(684b) Injectable, Biodegradable, Polyurethane Scaffolds for Dermal Wound Healing & Tissue Regeneration

Numerous synthetic and biological scaffolds show promise for wound repair and tissue regeneration, but few have the capacity to cure in situ. An injectable formulation could facilitate minimally invasive surgical procedures and allow customization at the time of implantation, including conforming to irregular wound dimensions and delivering biologicals to enhance the wound repair response.

We have developed highly porous, biodegradable, polyurethane (PUR) scaffolds that support cellular infiltration, new tissue formation, degrade to non-cytotoxic products, and elicit minimal inflammation. Their elastomeric, resilient properties may promote thorough contact with wound boundaries. Considerations taken into account include optimizing the injectability, addressing cure time, material-tissue adhesion, reaction temperature profile, and limiting possible monomer toxicity. These scaffolds would ideally support regeneration of both form and function of wounds in a range of tissues.

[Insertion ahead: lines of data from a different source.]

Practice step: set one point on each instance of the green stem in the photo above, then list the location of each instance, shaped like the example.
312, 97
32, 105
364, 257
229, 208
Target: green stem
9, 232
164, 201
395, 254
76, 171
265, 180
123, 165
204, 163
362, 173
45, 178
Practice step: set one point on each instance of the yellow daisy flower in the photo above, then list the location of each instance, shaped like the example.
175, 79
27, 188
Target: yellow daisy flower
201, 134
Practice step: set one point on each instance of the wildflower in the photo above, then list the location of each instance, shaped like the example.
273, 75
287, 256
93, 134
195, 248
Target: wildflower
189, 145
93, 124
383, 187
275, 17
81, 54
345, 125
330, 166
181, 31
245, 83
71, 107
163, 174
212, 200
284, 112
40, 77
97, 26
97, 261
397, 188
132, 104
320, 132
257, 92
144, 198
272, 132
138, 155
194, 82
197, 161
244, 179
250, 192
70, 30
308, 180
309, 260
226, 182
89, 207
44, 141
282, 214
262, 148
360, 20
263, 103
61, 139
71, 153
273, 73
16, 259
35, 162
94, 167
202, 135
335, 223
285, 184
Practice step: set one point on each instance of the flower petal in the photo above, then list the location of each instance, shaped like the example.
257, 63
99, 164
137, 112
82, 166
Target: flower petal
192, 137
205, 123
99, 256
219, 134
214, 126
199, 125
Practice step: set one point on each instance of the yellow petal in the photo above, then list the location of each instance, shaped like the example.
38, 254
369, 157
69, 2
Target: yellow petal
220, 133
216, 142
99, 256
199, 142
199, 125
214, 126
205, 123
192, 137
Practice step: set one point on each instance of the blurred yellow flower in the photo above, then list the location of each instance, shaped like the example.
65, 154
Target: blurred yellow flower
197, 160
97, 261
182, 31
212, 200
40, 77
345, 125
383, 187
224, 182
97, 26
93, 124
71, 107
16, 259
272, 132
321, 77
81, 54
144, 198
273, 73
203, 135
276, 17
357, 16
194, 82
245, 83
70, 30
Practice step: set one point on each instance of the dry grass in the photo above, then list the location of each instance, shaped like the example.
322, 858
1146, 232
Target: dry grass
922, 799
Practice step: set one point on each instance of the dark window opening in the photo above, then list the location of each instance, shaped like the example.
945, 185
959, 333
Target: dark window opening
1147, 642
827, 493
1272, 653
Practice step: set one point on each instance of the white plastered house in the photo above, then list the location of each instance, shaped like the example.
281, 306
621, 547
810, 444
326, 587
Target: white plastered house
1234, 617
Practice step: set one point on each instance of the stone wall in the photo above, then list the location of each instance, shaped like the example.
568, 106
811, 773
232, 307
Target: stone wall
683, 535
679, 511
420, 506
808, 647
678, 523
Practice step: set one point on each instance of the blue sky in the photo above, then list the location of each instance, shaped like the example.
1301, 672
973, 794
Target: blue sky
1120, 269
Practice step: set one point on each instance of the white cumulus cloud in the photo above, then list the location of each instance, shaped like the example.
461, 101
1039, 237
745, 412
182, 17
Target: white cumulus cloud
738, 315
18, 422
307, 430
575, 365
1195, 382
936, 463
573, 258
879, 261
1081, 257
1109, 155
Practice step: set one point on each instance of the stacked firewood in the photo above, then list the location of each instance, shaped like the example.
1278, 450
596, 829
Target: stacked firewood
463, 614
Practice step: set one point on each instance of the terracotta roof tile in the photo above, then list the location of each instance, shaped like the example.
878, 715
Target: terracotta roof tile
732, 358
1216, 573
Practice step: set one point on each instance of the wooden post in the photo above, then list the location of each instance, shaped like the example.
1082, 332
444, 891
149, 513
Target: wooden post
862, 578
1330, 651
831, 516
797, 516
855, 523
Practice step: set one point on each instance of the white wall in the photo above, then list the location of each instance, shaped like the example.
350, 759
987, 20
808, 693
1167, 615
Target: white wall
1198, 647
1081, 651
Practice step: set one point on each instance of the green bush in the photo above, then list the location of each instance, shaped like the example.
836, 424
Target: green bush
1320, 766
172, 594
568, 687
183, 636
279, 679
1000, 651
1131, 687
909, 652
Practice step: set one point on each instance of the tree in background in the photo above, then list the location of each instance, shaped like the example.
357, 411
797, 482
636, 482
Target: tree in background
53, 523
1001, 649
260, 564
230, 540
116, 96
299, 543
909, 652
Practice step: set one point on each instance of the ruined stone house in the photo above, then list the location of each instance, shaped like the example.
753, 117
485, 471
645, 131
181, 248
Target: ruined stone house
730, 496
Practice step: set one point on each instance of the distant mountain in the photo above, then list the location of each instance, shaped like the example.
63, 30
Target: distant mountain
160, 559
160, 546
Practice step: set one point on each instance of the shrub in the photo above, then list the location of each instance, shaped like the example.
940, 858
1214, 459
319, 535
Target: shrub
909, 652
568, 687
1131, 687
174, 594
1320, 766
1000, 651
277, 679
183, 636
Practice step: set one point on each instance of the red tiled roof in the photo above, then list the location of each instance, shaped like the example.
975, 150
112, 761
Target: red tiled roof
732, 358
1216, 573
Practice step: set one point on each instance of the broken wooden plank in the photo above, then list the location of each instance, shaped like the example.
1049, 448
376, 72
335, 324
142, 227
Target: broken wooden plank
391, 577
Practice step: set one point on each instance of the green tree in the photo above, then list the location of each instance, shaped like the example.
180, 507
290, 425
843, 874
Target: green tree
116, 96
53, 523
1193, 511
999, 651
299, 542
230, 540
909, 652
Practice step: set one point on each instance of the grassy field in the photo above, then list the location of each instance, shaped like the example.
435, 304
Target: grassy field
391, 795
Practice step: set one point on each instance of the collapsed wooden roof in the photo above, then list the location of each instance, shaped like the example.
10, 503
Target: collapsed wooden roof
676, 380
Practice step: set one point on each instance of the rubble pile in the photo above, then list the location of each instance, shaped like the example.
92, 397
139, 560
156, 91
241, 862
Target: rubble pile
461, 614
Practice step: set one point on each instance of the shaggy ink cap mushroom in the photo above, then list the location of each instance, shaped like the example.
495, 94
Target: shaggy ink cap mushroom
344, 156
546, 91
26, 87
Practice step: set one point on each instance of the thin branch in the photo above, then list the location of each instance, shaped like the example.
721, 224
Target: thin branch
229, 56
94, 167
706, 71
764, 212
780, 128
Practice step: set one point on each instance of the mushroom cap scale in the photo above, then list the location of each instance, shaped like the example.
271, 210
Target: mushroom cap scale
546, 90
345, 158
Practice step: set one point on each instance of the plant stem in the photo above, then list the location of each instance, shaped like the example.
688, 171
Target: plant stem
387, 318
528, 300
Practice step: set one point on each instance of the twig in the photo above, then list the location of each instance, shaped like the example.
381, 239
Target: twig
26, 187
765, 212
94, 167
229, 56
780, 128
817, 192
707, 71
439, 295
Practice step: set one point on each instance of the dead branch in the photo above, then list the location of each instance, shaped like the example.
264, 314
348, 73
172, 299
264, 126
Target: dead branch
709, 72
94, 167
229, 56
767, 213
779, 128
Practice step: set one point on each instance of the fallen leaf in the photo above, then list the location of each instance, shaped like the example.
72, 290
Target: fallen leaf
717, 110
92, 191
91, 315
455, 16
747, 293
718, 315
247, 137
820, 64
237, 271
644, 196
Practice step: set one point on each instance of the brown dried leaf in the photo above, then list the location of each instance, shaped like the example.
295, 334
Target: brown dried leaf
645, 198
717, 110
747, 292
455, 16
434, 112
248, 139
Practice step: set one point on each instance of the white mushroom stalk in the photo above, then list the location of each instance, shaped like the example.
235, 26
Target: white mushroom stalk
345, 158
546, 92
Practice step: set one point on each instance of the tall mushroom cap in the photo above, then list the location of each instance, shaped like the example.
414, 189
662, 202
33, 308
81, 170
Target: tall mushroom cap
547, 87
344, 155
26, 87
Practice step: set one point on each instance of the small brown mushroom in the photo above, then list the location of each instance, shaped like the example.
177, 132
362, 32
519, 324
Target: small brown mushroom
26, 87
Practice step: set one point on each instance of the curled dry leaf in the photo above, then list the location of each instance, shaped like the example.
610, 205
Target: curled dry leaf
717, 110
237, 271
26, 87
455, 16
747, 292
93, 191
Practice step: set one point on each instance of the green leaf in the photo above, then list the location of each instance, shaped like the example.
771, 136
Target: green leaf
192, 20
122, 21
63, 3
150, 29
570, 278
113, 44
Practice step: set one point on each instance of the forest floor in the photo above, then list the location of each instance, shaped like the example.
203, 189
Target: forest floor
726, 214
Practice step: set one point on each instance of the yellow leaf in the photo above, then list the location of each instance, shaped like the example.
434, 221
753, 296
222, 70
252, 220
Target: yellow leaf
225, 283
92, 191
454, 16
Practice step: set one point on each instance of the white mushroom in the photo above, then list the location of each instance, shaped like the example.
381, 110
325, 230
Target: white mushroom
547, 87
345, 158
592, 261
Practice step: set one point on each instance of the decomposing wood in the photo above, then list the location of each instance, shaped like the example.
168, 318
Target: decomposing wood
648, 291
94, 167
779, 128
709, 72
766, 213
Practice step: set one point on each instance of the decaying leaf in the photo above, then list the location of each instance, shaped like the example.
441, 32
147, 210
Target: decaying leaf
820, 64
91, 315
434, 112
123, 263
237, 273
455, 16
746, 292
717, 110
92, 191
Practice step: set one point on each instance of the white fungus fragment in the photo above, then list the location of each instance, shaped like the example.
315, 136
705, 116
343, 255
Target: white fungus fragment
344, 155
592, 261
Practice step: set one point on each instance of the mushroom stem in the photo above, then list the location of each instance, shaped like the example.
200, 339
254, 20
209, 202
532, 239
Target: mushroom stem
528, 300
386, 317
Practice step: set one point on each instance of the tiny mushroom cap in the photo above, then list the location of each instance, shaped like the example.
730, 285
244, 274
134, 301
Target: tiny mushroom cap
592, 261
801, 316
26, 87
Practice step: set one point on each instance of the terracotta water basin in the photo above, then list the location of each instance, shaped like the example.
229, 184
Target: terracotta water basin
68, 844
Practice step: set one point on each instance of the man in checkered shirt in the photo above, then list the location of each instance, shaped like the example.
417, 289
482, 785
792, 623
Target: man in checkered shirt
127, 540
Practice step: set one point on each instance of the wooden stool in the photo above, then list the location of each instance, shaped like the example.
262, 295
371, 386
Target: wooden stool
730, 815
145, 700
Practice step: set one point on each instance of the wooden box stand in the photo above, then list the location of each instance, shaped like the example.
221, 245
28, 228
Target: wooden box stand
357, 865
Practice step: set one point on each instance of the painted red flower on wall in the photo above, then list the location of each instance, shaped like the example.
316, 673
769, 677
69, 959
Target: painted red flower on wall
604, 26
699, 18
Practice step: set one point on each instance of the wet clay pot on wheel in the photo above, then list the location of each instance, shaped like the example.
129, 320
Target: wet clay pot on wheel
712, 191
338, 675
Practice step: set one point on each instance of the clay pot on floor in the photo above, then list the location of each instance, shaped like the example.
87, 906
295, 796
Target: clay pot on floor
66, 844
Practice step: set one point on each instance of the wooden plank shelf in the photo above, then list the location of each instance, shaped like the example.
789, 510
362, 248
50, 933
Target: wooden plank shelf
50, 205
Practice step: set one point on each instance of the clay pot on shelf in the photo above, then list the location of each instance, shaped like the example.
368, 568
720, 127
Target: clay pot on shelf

Injectable PUR scaffolds were synthesized by syringe-mixing of two phases: a prepolymer of lysine triisocyanate (LTI) and 200-MW PEG, and a hardener consisting of a polyester triol, water, catalyst, and pore opener. Hyaluronic acid (HA) particles were added to the prepolymer at 15-wt% to absorb excess moisture in the wound area and perhaps enhance healing. The reactive liquid mixture was applied directly into 8-mm excisional dermal wounds in male Sprague-Dawley rats, and expanded by gas foaming to fill the defects. The adherence and permeability of the scaffolds were evaluated after injecting and curing in situ, and the water, catalyst, pore opener concentrations were adjusted to achieve curing times practical for clinical applications. The scaffolds were assessed for biocompatibility, biodegradation, cellular infiltration, and tissue regeneration. Ongoing experiments include assessment of long-term biocompatibility and regenerative capacities of the injected scaffolds. Mechanical properties were also ascertained by dynamic mechanical analysis (DMA).

After a mixing time of 2 min, the formulation allowed 5 min of working time. The scaffolds had an average rise time 8 ? 10 minutes, with an internal reaction temperature maximum of 41 ºC. At 87% porosity, the elastomeric scaffolds exhibit a Young's modulus of 75 kPa & compressive stress of 46 kPa, which can be increased with higher HA content. Trichrome histology showed rapid material biodegradation with mononuclear cell infiltration leading to early granulation tissue by day 4. Collagen deposition and new tissue organization proceeded, and by day 11 material remnants were transiently engulfed by giant cells. Mature granulation tissue and almost complete reepithelization was present by day 18, accompanied by evidence of folliculogenesis in the neoepidermis, a phenomenon that may indicate regeneration and limited scarring. Hyaluronic acid inclusion in the scaffolds improved adhesion between the material and wound bed by absorbing excess moisture, and its presence may have augmented the local healing response.

These biodegradable, tunable PUR materials demonstrate potential as a template for regeneration of skin and potentially other soft tissues, with strength and material properties tunable for a specific application. To optimize the injectability, the isocyanate was re-formulated as an LTI-PEG prepolymer in order to avoid any possible monomeric isocyanate toxicity. In addition to providing a template for tissue regeneration, biologicals?including growth factors, antibiotics, small-molecule drugs?also may be incorporated in the scaffolds to enhance healing.